German Carthusian theologian and writer

Heinrich von Dissen (born 18 October 1415, at Osnabrück in Westphalia; died at Cologne, 26 November 1484) was a German Carthusian theologian and writer.

==Life==
After studying philosophy and theology at Cologne under Heinrich von Gorinchem (Gorkum), a celebrated theologian of the 15th century and vice-chancellor of the university, Heinrich von Dissen became a monk at the Carthusian monastery in Cologne. He took his solemn vows 14 January 1437 and remained at the monastery for the rest of his life. He labored diligently, reading, copying many books for the library of the monastery, and composing numerous works.
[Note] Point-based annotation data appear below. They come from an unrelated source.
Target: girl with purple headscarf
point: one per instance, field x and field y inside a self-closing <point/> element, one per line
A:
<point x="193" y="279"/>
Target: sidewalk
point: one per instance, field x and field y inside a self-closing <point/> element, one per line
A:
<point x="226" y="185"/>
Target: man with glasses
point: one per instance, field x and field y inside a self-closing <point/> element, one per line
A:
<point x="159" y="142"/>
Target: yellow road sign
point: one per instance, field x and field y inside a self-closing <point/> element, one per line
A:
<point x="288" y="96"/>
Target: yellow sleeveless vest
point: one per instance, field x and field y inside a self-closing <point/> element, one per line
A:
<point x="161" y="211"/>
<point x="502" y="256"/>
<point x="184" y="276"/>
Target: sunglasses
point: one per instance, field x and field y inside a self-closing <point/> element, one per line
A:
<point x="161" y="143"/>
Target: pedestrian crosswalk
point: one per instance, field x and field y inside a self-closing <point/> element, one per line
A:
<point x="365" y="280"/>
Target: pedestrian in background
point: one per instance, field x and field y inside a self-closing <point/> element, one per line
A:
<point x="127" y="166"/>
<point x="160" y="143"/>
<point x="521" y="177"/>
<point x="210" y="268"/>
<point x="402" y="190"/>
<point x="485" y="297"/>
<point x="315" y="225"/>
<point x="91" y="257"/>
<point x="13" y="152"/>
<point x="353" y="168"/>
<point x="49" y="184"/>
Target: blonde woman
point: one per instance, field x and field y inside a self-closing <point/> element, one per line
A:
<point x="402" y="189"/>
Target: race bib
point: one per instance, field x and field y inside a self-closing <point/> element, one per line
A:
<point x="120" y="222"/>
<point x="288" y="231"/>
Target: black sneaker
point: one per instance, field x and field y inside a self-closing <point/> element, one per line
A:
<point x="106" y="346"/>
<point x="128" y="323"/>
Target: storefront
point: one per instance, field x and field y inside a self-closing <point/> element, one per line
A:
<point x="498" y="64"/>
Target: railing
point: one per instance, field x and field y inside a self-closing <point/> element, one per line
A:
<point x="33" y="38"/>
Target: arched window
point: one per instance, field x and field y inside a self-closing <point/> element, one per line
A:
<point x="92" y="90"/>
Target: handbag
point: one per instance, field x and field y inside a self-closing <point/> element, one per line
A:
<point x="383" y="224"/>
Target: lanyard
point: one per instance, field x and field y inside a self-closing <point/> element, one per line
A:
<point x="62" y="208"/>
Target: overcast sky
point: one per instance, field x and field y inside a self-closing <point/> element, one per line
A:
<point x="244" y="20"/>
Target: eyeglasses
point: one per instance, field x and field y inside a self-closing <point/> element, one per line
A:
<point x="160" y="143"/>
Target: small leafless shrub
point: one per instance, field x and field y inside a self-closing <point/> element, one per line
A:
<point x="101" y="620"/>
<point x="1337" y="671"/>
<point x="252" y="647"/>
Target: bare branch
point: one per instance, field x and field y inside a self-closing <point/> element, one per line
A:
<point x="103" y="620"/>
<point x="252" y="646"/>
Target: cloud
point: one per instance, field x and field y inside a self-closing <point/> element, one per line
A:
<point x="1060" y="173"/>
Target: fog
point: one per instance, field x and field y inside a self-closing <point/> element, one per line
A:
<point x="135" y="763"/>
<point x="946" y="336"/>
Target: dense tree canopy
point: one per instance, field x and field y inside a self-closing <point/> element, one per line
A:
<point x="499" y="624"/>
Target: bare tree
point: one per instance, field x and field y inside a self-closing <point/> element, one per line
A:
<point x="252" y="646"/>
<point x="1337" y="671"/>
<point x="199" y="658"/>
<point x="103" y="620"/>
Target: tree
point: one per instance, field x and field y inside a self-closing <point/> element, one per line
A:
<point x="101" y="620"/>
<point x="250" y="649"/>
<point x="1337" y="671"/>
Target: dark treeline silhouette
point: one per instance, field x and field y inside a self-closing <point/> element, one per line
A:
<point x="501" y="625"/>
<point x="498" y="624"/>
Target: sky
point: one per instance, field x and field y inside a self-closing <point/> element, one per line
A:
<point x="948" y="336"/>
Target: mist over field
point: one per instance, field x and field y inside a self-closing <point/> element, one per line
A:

He was appointed subprior 23 March 1457 and continued in that office until his death.

==Works==
His literary productions, all in Latin, comprise commentaries on the Psalms, the Apocalypse, The Gospels of the Sundays and Festivals, the Creed of St. Athanasius, and the Lord's Prayer. He also produced a great number of sermons and homilies, treatises, and devotional writings, such as "De Sacerdotii dignitate", "De multiplici bonorum verecundia", "Quo pacto hæreticorum fraudes deprehendi queant", "Expositio in totum Missale", "Expositio Antiphonarii", "Consolationes in Cantica Canticorum", "De XIII mansionibus", etc.